Genel anlamda canlı cansız yaratılmış her mahlukatın kendi hali ve lisanı ile Allah’a ibadet halinde olduğunu Kur’an bize haber vermiştir.
“Göklerdeki ve yerdeki her şey Allah’ı tespih etmektedir. O, mutlak güç sahibidir, hüküm ve hikmet sahibidir.” (Haşr/ 1)
Yaratılmış her şeyin ibadet ve zikir hali içerisinde en kıymetli olanın; insanın ibadet ve zikri olmasının sebebi, insanın irade beyanıdır.
İnsan ve cinlerin dışında bütün mahlukatın zikir ve ibadeti tabii halleridir. İrade beyanı yoktur.
Ancak insanlara ve cinlere zikir ve ibadet teklif edilmiş, o da hüsnü edeple kabul etmiştir. Bu da yüce Allah’ın hoşnut olması sonucunu doğurmuştur.
İbadette kulun kendisinin her ne kadar irade beyanı esas olsa da yine de Allah’ın yardımına ihtiyaç vardır. Bunu da bize Peygamberimiz (s.a.a.) haber veriyor.

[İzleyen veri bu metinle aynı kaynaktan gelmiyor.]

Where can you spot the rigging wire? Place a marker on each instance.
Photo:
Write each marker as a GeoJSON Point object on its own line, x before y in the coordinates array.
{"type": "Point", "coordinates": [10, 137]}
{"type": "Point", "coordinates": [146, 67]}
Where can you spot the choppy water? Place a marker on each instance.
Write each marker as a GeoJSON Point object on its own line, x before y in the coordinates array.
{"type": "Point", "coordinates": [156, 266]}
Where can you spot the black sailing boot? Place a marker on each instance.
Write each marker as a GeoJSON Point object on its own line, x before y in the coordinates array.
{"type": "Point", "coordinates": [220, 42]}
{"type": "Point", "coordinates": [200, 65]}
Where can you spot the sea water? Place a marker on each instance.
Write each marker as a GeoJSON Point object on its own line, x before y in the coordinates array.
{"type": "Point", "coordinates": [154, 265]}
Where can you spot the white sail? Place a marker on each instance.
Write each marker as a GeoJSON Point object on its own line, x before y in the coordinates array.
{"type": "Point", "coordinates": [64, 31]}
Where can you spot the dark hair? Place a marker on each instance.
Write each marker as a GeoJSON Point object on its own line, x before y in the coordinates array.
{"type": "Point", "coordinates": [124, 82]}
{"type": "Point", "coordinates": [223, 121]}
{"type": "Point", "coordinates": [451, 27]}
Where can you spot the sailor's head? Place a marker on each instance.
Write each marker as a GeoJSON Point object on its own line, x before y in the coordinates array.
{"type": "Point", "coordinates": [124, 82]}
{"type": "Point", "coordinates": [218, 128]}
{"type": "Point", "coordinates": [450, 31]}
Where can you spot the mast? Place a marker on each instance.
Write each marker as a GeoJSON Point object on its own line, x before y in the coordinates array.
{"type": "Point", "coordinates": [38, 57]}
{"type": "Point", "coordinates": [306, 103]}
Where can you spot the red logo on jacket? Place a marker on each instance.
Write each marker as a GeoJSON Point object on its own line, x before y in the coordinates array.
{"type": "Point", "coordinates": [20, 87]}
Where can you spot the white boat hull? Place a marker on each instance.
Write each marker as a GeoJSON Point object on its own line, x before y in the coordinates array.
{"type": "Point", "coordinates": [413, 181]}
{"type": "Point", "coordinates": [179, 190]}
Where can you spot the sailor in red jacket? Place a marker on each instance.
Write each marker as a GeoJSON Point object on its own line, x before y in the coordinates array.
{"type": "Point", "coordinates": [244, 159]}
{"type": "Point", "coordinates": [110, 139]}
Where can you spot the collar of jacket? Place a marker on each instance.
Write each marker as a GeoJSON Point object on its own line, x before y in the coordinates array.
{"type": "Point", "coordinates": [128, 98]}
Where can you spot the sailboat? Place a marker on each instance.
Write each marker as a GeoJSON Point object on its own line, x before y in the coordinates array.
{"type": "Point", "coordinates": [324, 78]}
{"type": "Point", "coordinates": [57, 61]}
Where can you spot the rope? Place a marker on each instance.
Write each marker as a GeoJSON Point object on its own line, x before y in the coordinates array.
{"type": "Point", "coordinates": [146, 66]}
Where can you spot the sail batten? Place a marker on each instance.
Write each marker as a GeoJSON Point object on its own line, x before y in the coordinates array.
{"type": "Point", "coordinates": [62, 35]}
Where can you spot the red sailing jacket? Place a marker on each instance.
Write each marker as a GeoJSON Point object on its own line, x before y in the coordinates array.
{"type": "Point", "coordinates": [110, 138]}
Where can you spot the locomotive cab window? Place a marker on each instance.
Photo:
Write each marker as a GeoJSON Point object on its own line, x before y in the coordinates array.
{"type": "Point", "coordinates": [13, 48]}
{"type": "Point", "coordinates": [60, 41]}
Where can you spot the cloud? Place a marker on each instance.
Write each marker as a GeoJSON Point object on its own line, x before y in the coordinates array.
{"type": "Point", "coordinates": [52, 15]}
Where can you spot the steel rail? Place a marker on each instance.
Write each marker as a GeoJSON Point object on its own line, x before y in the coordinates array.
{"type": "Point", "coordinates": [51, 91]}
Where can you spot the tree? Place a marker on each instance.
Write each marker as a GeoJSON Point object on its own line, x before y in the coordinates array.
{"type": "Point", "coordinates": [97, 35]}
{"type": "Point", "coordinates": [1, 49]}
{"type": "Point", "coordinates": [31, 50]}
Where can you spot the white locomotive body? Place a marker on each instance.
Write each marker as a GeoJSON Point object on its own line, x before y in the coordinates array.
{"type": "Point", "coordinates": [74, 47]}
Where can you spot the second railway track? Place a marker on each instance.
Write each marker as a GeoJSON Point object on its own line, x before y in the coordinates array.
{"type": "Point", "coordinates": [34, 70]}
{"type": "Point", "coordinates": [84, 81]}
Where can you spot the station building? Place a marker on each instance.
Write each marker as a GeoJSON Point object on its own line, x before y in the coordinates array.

Peygamberimiz ile sahabilerden Hz. Muaz ile aralarında geçen bir sohbette “Muaz! Vallahi seni gerçekten seviyorum” buyurdu. Sonra sözüne şöyle devam etti: “Muaz! Her namazdan sonra şu duayı mutlaka okumanı tavsiye ediyorum: “Allahümme einnî ala zikrike ve şükrike ve hüsni ibadetik” (Allah’ım! Seni anıp zikretmek, nimetine şükretmek, sana layık ibadet etmek için bana yardım eyle!”) (Ebu Davud, Vitir 26).
İbadetin hem bireysel hem de toplumsal birtakım faydaları da vardır. Fakat bunlar ibadetin amacı değil sonucudur. Müslümanlar bu faydaları elde etmek için ibadet etmezler. Allah’ın rızasını kazanmak için yaptıkları ibadetler bu güzel sonuçları doğurur.
Bu sebeple kulluktaki şu nükteyi unutmamak gerekmektedir. Allah’ın kulundan ibadet yapmasını istemesi hem ferdin hem toplumun kendi yararınadır. Yoksa Allah’ın kimsenin ibadet ve taatına ihtiyacı yoktur.
Toplumların refahı iyi insanların sayıları ve eylemeleriyle doğru orantılıdır. “İyiliğin egemen olduğu bir yerde kötülere hayat hakkı yoktur.” Bunun zıddı da doğrudur. “Kötülerin egemen olduğu yerde iyilere hayat hakkı yoktur.”
Bugün toplumlar kötülüğün zararlarıyla yaşamak zorunda kalıyorsa orada iyilerin egemen olmamasındandır. Bu sebeple kötülüğün terki iyiliğin yaygınlaşması yüce Allah’ın Kur’an’daki buyruğunu bize sunulan bir müjde olarak algılamak lazımdır.
“İçinizden hayra çağıran, iyiliği emredip kötülükten meneden bir topluluk bulunsun. İşte kurtuluşa eren onlardır.” (Al-i İmran: 104)
İyiliğin yaygınlaştırılması hem ferdin hem toplumun hem bütün insanlığın kendi yararınadır. Allah’ın biz kullarından istediği ibadetlere bu açıdan bakıldığında hiçbir ibadet kula zor gelmez. İstenilenleri aşkla muhabbetle yerine getirir. Öyle bir kârlı ticaret ki alan memnun satan memnun. Vesselam.